The noble Lord said: Never before yesterday's extraordinary vote have I seen the Chamber so packed during the whole Committee stage. It was quite remarkable. At Second Reading I described the Bill as a "fiasco" and a "farce". Yesterday the Minister referred to the "gang of four" who were "in deep water". At Second Reading, the Minister talked about the "last-chance saloon". That emphasises the fact that we are in the most extraordinarily farcical situation: a gang of four, in deep water, in the last-chance saloon!
Following on from yesterday's vote, and now that registration is safely back on the face of the Bill, the effect of this amendment is that the registrar, under this legislation, will have to have sufficient knowledge and expertise if he is to be able to make any attempt at an objective judgment on whether to allow hunting to be registered. The amendment would ensure that the individual appointed had sufficient knowledge, as well as independence, to fulfil the role created by the legislation.
The role of the registrar and his team will be all-important to the registration process. On television on Sunday, Alun Michael mentioned his concerns for animal welfare. A profound understanding of the whole issue of hunting will be required, and a thorough understanding of local conditions will be paramount. The impartiality of the registrar will be essential, if the process is to command the confidence of all parties. Obviously, that is where the Burns report is so important.

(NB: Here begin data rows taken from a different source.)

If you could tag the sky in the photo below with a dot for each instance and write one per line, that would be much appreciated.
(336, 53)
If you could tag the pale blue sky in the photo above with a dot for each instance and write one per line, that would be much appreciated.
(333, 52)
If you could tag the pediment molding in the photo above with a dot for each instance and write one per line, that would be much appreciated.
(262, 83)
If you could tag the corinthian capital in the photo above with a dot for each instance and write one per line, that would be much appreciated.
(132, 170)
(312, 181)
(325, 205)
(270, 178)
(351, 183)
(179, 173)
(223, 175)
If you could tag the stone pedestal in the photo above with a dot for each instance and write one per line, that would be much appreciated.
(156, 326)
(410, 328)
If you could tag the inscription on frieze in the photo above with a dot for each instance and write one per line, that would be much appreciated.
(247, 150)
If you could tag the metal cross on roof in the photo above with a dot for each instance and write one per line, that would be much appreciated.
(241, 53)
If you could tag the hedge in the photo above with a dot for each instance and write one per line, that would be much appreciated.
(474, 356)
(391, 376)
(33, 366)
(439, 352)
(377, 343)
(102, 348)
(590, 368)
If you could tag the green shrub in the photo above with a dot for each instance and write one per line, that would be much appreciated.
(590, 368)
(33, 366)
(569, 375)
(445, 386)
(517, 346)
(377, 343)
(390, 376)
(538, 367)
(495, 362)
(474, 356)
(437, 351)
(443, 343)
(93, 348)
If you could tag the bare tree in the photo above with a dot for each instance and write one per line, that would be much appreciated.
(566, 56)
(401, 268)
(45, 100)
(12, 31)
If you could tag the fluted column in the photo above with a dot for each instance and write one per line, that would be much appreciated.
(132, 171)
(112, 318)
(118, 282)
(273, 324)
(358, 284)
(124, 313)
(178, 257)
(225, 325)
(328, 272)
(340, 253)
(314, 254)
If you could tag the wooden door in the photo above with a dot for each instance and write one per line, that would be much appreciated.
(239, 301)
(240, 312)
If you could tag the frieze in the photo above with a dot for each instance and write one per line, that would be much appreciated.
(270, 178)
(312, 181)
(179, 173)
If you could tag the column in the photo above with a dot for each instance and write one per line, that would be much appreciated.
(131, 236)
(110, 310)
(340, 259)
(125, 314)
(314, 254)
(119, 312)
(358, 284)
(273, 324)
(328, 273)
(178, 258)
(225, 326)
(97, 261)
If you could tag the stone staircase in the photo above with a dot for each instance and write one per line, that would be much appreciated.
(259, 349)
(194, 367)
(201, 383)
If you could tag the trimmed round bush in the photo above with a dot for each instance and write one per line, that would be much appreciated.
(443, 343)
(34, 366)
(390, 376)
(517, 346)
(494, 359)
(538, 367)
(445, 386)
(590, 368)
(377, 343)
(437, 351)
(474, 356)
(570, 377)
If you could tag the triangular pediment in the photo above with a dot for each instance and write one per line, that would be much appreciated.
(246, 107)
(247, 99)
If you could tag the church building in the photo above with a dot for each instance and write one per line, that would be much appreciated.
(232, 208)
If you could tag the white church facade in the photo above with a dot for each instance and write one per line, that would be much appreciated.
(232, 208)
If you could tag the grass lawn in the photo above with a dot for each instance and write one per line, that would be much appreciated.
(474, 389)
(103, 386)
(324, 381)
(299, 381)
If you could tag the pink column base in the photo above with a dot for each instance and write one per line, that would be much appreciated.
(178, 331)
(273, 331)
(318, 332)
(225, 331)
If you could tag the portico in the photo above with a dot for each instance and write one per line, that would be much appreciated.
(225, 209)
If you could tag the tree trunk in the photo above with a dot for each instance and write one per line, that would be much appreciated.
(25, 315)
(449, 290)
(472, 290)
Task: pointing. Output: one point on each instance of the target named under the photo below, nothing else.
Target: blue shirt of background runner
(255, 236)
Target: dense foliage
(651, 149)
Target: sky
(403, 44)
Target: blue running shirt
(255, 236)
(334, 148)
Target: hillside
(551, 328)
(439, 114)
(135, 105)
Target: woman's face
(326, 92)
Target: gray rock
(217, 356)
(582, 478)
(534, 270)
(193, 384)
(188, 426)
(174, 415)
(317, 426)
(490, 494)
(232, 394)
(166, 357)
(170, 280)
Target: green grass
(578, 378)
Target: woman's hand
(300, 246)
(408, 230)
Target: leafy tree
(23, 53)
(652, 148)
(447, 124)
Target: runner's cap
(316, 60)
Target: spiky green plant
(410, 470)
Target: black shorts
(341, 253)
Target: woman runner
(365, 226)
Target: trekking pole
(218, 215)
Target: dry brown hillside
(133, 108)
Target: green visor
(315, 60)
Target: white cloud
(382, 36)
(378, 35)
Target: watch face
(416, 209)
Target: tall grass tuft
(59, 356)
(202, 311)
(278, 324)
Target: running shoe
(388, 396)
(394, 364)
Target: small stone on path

The job of the registrar is made extraordinarily difficult by the sheer absence of any agreed opinion among experts on either the utility, which would be limited to a particular area, or on which method of culling is, in fact, preferable. The Government have provided no guidance, and each decision by the registrar could become, in its own right, a mini-Burns inquiry in the area where permission to hunt is being sought. That is why the amendment will, I hope, pave the way for an impartial registrar. I beg to move.